Adam needs his social security card, a possession still inside his childhood home.

Notes:

(See the end of the work for notes.)

Work Text:

Adam needed his social security card.

When Gansey took him to his old home for what few clothes and belongings he possessed, Adam completely forgot his documents such as his birth certificate, immunization record, and that so very important social security card. He cursed himself for his own stupidity even though he had hardly been thinking straight on that day. Ronan had just saved him, and he had finally consented to pressing charges against his own father. There had been other things on his mind.

Not that he considered that a good excuse.
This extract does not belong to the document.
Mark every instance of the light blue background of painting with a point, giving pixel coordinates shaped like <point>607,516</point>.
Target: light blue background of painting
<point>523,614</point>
Once he cursed himself over and over again in the shower of his St. Agnes apartment, he began to think through his options. A depressingly short list. He practically saw the documents in their plastic baggie shoved under some dishtowels in a kitchen drawer, but imagining it did not bring the papers to his hands.

He could wait until the court date and bring up his belongings then, but he might lose that case. Not only that, but he could not wait weeks for those nine numbers. He needed to apply to colleges soon, and the applications required his social security number. All the best colleges required months of time before the actual semester, and Adam could not afford to give up any advantage.

Which left one option.

He needed to return to the trailer park.

Adam had nightmares about what took place in those thin walls, and a deep pain paralyzed him at the thought. Gansey even made him swear to never return to that place. Ronan would beat him black and blue himself if he knew.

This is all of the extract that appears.